A special episode of The Reader podcast on this newest guide to Calderstones’ plants and trees from across the globe will be released this week and features interviews with representatives from Japan Society North West and the Chinese Wellbeing Society, as well as music and poetry from around the world.

Frances Macmillan, Head of Literary Content at The Reader, said: “This latest episode weaves together literature and stories about the wonderful trees surrounding Calderstones Mansion House.” For more information and to listen online visit here.
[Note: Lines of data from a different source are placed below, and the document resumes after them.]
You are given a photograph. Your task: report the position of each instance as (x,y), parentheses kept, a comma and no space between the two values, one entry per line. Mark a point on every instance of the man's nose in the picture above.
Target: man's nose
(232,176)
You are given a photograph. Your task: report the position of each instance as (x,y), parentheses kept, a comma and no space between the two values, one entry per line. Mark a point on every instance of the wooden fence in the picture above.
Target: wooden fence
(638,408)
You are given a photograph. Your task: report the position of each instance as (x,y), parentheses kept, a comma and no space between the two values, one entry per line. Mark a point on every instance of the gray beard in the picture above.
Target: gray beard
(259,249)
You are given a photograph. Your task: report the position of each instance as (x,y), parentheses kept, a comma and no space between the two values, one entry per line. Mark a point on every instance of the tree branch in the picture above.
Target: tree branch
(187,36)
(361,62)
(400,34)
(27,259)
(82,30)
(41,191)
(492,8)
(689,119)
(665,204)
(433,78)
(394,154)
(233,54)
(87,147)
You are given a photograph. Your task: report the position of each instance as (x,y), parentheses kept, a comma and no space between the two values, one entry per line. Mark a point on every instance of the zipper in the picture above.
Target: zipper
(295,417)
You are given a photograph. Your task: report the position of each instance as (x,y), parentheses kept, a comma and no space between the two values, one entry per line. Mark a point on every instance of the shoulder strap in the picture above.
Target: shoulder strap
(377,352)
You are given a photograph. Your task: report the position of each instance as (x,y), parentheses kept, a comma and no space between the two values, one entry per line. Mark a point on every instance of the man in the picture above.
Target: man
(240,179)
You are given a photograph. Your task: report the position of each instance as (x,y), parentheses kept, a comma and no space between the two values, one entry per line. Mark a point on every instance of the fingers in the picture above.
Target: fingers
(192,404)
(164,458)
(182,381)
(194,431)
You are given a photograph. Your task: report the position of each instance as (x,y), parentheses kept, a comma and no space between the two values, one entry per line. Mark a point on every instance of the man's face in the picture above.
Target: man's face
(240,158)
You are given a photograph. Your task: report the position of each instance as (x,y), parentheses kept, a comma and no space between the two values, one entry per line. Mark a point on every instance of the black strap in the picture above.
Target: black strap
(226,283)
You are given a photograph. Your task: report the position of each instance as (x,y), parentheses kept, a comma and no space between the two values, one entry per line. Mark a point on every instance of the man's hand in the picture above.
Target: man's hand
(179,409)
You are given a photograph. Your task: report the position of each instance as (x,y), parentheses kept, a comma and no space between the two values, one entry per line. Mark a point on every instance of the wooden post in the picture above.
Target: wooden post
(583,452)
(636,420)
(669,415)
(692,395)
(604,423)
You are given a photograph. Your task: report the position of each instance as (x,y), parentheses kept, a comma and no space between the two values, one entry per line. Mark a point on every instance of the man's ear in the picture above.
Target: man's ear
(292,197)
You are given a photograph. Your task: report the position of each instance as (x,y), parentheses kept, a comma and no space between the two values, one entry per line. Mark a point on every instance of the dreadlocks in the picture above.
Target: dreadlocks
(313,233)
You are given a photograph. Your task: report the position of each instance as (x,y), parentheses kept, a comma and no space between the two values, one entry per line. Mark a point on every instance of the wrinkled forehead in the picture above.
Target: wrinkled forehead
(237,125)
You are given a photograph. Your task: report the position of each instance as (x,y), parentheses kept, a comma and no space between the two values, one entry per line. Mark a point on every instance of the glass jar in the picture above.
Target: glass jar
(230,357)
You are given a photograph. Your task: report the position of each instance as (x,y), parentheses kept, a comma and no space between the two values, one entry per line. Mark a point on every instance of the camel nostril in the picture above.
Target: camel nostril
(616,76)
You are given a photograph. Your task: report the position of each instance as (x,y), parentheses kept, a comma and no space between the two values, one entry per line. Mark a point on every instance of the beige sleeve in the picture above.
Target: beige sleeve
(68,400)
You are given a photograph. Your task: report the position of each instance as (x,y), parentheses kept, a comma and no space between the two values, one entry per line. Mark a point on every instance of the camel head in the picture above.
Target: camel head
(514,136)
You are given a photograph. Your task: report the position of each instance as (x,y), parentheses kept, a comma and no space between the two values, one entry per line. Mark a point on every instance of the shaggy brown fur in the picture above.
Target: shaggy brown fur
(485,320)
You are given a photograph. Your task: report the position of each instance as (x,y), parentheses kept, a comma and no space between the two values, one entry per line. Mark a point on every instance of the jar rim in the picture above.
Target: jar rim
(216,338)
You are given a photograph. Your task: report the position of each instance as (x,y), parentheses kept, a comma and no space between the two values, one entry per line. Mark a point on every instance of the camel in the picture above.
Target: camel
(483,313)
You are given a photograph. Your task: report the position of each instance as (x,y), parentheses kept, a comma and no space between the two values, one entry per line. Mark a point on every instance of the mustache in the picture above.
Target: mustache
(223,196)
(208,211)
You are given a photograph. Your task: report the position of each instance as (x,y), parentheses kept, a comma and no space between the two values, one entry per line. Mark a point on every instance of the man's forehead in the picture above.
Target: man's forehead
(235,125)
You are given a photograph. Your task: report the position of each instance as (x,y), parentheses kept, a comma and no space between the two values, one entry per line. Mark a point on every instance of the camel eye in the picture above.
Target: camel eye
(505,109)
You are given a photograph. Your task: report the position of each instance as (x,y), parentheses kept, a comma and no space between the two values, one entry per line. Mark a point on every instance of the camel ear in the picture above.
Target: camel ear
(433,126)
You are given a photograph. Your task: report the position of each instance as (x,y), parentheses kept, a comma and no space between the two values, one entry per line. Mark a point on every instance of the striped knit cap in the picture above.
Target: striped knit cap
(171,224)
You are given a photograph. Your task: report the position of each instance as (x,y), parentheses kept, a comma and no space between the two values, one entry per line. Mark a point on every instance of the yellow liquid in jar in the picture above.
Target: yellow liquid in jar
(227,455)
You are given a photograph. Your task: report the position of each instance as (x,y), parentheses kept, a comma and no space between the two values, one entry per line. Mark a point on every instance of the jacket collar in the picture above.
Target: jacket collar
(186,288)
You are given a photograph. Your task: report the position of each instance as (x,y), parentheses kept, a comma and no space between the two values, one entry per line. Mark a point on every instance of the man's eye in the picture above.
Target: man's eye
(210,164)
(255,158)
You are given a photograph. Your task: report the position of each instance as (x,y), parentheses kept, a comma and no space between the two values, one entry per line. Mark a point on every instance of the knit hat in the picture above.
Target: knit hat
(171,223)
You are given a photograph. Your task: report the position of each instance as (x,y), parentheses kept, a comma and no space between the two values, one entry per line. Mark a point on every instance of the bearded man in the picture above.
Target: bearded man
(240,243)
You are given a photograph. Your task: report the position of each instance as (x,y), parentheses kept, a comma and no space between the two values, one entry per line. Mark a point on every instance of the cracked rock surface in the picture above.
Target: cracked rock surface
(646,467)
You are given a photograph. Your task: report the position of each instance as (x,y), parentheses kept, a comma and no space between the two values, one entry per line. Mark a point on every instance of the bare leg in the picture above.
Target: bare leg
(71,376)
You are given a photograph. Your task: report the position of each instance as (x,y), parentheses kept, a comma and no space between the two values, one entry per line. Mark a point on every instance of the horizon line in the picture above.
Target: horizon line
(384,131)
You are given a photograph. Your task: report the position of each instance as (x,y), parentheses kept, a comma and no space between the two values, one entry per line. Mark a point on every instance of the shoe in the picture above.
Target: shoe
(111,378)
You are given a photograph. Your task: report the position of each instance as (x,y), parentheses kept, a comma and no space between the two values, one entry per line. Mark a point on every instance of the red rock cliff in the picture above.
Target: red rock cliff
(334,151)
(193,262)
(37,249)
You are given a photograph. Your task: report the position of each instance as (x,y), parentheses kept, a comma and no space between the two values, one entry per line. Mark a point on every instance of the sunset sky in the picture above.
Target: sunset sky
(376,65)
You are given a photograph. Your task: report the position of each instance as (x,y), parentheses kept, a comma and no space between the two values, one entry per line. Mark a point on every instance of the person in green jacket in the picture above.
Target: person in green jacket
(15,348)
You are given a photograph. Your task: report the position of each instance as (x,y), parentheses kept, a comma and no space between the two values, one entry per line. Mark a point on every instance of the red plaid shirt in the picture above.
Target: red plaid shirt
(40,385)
TIMELINE: Collecting plants and trees for Calderstones

  • Calderstones Mansion House was built in 1828 as the family home of Joseph Need Walker, a successful lead shot manufacturer. The house and gardens were designed to signal the status of the Walker family and showcase their wealth and fashionable taste.
  • We can trace the popularity of landscape gardening and exotic flora back a century and more before Joseph’s birth in 1790; as soon as European ships began to travel further afield and land in new countries, seeds and plants had been brought back to Britain. But during the 18th and 19th century botany and plant collecting became popular pursuits of the British upper classes.
  • When Joseph Need Walker’s son Henry put Calderstones Mansion up for sale in 1872, the grounds featured almost as prominently in the description as the house. Joseph had built up an impressive collection of specimen trees and shrubs and employed a talented gardener, Alexander Morton, to nurture the exotic fruits and flowers.
  • The Mansion House was bought in 1875 by Charles MacIver, a Liverpool shipping magnate who, with his partner Samuel Cunard, established the British and North American Royal Steam Packet Company, later known as the Cunard line. The MacIver family were to continue plant collecting, with perhaps even more enthusiasm, adding many of the trees that shape Calderstones landscape today.
  • The Calderstones estate was sold to the Liverpool Corporation in 1902. During the First and Second World Wars the park land was used to grow crops and help feed Britain's population.
  • In 1951 Calderstones Park housed Liverpool Botanic Garden, and its collection of rare plants and trees from around the world was enlarged by additions from private and professional plant collectors from Kew, Cambridge, Edinburgh and Glasgow Botanic Gardens.

(Extract: The Reader’s Around the World with the Trees of Calderstones Park heritage anthology)

The ‘Plants and Trees Around the World’ map is free and available across the Calderstones Park Mansion House site and in The Reader Bookshop.

Copies of ‘Around the World with the Trees of Calderstones Park’ book cost £3 or pay what you can and are available at the Welcome Desk at The Mansion House and in The Reader Bookshop, Calderstones Park, Liverpool.